FCRA Class Action Lawsuits: The Most Common Violations

FCRA Class Action Lawsuits: The Most Common Violations

FCRA Class Action Lawsuits: The Most Common Violations

Every year, the number of FCRA class action lawsuits against employers keeps growing. The main reason for this: there’s money to be made. With a number of well-publicized high-dollar settlements, including Home Depot’s $3 million and Publix Super Market’s $6.8 million, as well as the potential for large payouts, it’s expected that this trend will continue.

Such high settlements are still “cheap” in the face of what a company could be facing in damages and fines if a judgement is lodged against it. In cases where a plaintiff proves a willful violation of the FCRA, he can recover statutory damages of $100-$1000 per violation, as well as attorney’s fees and punitive damages. These numbers quickly add up as more people are involved, and there can be a great many applicants included in one of these cases.

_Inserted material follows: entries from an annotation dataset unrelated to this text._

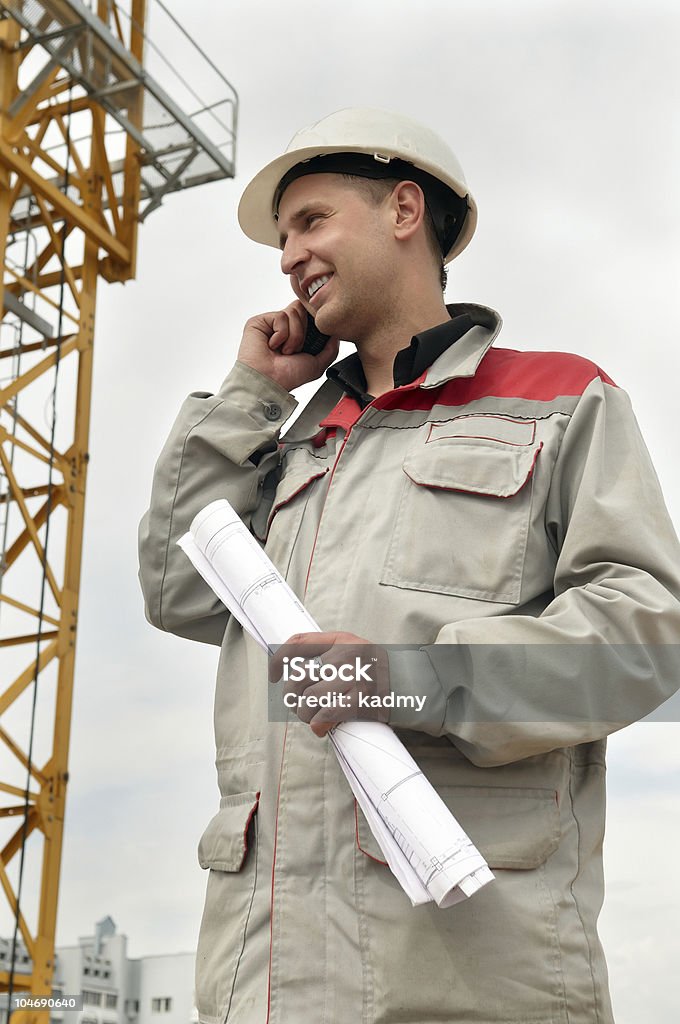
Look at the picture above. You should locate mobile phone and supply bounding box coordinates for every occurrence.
[302,313,331,355]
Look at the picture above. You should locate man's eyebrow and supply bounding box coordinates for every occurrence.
[279,202,327,249]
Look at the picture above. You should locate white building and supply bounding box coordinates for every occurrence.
[0,918,198,1024]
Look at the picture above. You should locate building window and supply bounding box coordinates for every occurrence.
[152,995,172,1014]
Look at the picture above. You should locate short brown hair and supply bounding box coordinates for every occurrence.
[342,174,448,292]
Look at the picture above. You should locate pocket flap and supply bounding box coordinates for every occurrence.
[439,785,560,868]
[356,785,560,870]
[403,438,543,498]
[199,793,260,871]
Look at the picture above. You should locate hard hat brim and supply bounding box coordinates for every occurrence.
[239,144,477,263]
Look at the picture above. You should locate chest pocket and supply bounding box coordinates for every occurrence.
[381,436,542,604]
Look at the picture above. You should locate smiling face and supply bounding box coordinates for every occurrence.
[279,174,396,341]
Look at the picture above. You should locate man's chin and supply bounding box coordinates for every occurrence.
[314,306,346,338]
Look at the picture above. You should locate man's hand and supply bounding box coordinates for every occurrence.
[269,633,390,736]
[237,299,340,391]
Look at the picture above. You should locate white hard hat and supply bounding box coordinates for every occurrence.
[239,106,477,263]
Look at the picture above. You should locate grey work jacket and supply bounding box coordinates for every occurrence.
[140,305,680,1024]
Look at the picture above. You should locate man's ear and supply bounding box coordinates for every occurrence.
[392,181,425,241]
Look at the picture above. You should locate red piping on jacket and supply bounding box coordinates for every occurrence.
[265,722,288,1024]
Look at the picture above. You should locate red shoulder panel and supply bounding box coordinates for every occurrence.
[375,348,615,410]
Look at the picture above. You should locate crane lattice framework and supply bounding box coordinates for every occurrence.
[0,0,238,1022]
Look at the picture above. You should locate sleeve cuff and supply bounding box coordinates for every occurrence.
[387,647,447,736]
[217,362,298,434]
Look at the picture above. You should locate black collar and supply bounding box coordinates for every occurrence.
[326,313,474,409]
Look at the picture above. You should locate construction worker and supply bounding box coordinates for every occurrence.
[140,110,680,1024]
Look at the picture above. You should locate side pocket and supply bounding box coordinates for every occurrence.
[355,785,560,870]
[196,793,260,1024]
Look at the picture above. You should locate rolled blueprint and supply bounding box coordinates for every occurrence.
[177,499,494,907]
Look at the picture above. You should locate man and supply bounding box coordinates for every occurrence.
[141,110,680,1024]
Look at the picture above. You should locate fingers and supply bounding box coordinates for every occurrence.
[268,301,307,355]
[269,632,390,736]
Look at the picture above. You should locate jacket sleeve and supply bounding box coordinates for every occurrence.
[390,378,680,766]
[139,362,297,644]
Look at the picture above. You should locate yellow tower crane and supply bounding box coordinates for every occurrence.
[0,0,238,1024]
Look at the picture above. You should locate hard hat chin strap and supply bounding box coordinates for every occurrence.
[273,153,468,257]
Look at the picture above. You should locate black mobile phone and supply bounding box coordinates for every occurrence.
[302,313,331,355]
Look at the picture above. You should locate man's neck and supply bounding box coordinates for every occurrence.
[356,298,449,398]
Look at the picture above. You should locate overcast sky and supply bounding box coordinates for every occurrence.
[18,0,680,1024]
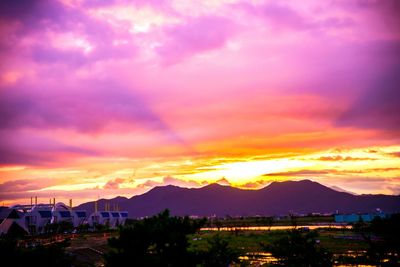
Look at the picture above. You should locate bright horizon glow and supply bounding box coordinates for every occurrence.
[0,0,400,205]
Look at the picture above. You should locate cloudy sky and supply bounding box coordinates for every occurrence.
[0,0,400,205]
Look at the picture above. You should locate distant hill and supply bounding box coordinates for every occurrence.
[77,180,400,218]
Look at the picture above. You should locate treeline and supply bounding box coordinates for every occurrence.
[0,213,400,267]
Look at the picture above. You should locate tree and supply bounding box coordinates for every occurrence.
[0,238,72,267]
[199,234,240,267]
[105,210,205,267]
[264,229,332,267]
[354,213,400,266]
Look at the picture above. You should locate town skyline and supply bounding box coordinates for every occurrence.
[0,0,400,205]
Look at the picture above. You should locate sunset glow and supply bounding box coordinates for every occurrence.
[0,0,400,205]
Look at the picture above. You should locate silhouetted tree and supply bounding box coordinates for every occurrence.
[354,214,400,266]
[264,229,332,267]
[265,217,274,231]
[105,210,205,267]
[199,234,240,267]
[0,238,72,267]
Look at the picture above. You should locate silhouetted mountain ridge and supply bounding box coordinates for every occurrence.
[78,180,400,217]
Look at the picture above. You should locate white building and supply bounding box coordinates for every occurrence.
[51,202,74,224]
[72,210,87,227]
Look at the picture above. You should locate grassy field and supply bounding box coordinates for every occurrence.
[68,228,367,266]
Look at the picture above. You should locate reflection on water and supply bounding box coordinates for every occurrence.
[239,250,375,267]
[200,224,351,231]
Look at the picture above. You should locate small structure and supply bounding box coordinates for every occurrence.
[72,210,87,227]
[335,212,387,223]
[51,202,74,224]
[0,208,28,236]
[88,211,111,227]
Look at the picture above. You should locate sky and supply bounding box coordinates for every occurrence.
[0,0,400,205]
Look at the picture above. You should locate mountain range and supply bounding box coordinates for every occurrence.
[76,180,400,218]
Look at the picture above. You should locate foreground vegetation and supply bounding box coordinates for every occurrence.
[0,211,400,267]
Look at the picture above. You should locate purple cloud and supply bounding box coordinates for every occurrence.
[0,81,177,132]
[103,178,125,189]
[0,130,101,166]
[157,16,233,65]
[337,64,400,133]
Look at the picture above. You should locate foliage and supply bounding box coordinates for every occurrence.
[264,229,332,267]
[198,234,240,267]
[0,239,72,267]
[105,210,204,266]
[44,221,74,234]
[354,213,400,266]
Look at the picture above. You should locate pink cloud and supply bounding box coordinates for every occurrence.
[103,178,125,189]
[157,16,234,65]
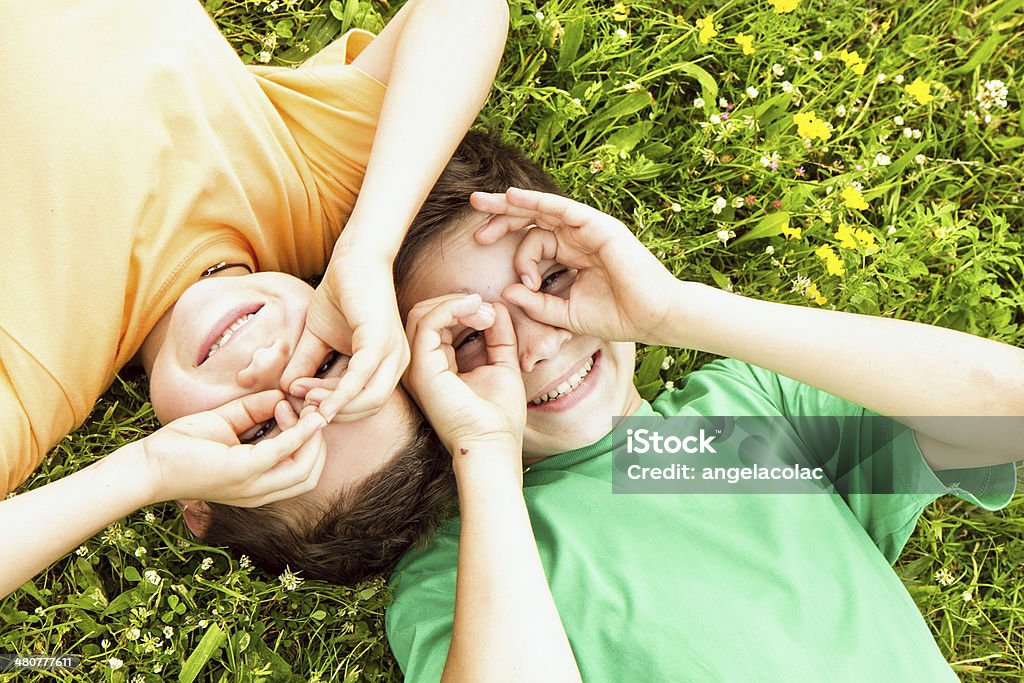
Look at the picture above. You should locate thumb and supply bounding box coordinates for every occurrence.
[502,284,572,330]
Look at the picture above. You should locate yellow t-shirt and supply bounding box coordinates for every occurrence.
[0,0,384,494]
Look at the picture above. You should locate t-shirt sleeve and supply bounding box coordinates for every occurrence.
[249,30,386,245]
[659,360,1017,562]
[385,532,459,683]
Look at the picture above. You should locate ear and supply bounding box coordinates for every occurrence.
[175,501,210,539]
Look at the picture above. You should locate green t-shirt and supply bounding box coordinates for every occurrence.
[387,360,1016,683]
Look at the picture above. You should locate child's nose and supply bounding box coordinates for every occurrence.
[513,312,572,373]
[237,339,291,391]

The lawsuits tend to center around a couple of common violations. These include problems with the disclosure and authorization forms, and not following proper adverse action procedures.

Disclosure Form Issues

Many times, the plaintiffs in these types of lawsuits claim that the company did not provide a “stand alone” disclosure. Common claims are that the disclosure was part of the application form or contained extraneous information, such as a release of liability.

Another issue regularly cited in these cases is that the plaintiff did not give consent for a background investigation prior to it being done.

Adverse Action Issues

The FCRA requires that before rejecting a job applicant, denying a promotion, reassigning or terminating an employee based in whole or in part on information obtained in a consumer report, employers must follow a two-step adverse action process (for more details about the adverse action process, check out the article Adverse Action: What It Is and What You Need to Know).

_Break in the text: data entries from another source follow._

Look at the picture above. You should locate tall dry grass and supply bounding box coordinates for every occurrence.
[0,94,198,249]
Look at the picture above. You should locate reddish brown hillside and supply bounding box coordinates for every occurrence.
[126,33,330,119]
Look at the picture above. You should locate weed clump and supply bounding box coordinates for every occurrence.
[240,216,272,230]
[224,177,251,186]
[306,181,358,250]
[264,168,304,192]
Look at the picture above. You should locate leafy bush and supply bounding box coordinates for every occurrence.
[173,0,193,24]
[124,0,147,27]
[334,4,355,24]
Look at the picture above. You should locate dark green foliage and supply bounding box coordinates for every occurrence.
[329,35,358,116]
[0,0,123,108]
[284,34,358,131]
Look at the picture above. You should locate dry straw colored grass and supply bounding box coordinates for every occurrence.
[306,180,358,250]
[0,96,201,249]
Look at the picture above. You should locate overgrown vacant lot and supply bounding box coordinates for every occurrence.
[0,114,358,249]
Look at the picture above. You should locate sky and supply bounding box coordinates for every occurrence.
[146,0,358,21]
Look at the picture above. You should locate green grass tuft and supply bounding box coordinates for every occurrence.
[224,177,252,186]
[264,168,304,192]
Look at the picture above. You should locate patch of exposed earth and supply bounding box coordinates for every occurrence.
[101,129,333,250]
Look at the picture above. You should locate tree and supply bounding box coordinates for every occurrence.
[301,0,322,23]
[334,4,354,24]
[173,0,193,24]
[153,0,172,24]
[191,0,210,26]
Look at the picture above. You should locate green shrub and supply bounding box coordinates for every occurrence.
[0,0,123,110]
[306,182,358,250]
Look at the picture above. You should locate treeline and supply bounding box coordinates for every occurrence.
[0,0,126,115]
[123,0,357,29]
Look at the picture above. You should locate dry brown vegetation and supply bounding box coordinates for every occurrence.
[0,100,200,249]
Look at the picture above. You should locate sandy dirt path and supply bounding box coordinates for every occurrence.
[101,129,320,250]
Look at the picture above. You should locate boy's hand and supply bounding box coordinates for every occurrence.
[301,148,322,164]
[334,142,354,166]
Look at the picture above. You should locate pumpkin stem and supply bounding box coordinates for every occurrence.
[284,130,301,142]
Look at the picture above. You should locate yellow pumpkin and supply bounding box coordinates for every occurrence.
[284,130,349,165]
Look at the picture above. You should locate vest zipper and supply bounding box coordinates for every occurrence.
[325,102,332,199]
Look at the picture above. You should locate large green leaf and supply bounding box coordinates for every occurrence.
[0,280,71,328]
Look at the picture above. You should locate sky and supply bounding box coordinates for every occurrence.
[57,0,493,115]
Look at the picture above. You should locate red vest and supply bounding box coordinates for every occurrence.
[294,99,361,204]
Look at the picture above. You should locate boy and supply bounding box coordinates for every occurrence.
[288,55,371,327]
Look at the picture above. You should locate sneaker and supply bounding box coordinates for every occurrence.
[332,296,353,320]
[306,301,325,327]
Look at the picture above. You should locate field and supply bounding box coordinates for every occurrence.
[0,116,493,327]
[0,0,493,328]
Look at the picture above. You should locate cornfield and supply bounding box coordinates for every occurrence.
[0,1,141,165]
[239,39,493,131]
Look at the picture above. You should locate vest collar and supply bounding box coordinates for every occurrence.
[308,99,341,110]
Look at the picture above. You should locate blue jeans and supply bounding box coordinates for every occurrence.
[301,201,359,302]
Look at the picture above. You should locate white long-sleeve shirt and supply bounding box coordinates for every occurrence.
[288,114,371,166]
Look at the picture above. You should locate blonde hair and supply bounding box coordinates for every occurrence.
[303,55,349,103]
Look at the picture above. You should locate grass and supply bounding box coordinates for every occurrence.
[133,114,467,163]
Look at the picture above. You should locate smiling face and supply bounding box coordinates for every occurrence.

Many FCRA class action lawsuits that claim employers did not follow the adverse action process correctly claim that employers didn’t follow pre-adverse action correctly, did not provide the proper required notices, or did not wait long enough before sending the final adverse action notice.

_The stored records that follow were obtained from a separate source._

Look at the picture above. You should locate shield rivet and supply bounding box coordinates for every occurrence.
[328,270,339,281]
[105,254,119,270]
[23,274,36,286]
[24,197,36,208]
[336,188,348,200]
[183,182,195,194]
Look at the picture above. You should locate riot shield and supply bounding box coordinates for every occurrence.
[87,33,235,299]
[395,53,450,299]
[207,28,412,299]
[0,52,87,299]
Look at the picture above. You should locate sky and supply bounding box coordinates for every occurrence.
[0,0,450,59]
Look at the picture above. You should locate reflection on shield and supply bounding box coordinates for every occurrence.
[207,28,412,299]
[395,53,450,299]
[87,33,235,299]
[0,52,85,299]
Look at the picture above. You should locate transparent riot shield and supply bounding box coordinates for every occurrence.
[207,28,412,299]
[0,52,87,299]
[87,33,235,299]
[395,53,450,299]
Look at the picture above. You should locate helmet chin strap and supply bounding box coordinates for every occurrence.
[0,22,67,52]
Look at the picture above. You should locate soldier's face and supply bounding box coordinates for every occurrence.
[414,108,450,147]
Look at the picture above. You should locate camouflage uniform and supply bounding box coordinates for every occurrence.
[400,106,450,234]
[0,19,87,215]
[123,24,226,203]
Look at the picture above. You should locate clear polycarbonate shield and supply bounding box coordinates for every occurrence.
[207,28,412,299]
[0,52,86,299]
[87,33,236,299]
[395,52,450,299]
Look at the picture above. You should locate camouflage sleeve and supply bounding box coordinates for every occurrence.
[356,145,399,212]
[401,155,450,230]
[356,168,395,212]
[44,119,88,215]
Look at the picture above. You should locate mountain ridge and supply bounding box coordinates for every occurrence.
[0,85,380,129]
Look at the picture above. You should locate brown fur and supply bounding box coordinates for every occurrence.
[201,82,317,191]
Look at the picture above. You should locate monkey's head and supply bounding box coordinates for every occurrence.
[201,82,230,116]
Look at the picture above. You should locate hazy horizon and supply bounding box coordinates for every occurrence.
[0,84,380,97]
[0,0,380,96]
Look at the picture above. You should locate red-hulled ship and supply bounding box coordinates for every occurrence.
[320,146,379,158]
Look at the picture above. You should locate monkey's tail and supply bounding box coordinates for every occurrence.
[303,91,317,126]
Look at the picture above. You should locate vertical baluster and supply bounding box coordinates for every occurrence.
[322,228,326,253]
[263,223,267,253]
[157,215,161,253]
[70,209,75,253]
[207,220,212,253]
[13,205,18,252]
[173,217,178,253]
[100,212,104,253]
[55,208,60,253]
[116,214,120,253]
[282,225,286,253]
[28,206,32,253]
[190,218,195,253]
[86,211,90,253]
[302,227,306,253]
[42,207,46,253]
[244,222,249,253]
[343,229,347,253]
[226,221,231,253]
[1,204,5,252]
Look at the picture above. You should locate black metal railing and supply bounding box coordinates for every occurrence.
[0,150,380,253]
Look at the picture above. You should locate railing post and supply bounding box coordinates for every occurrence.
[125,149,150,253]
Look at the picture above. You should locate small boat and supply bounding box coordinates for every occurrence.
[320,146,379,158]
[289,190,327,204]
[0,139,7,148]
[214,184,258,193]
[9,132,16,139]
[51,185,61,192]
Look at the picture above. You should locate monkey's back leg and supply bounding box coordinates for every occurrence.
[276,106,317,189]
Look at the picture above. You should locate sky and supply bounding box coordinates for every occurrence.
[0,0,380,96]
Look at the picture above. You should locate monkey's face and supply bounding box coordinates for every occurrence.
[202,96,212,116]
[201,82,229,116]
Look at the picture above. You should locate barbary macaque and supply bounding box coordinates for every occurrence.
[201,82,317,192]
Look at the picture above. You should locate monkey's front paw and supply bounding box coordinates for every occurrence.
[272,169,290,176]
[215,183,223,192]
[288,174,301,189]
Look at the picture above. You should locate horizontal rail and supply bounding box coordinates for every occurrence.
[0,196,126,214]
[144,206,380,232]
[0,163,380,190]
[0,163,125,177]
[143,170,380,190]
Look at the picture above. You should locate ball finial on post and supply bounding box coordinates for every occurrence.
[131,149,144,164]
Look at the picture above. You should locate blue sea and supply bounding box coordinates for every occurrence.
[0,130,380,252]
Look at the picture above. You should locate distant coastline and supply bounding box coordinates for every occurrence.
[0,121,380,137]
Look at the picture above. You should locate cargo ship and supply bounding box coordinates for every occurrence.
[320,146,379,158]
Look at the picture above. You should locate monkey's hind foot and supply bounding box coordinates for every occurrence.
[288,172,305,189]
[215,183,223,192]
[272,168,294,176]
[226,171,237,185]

Protecting Your Organization

Some of the steps you can take to protect your company include reviewing your consent forms and your organization’s adverse action process. Make sure that your disclosure forms do not include extraneous information, and ensure that they are signed prior to ordering a background check.

You should also carefully review your adverse action process, making sure you are waiting the proper amount of time and that you are including all proper notices. It may also be beneficial for you to consult with a qualified background screening organization and/or legal expert to ensure your organization is in compliance with federal, state and local laws and regulations.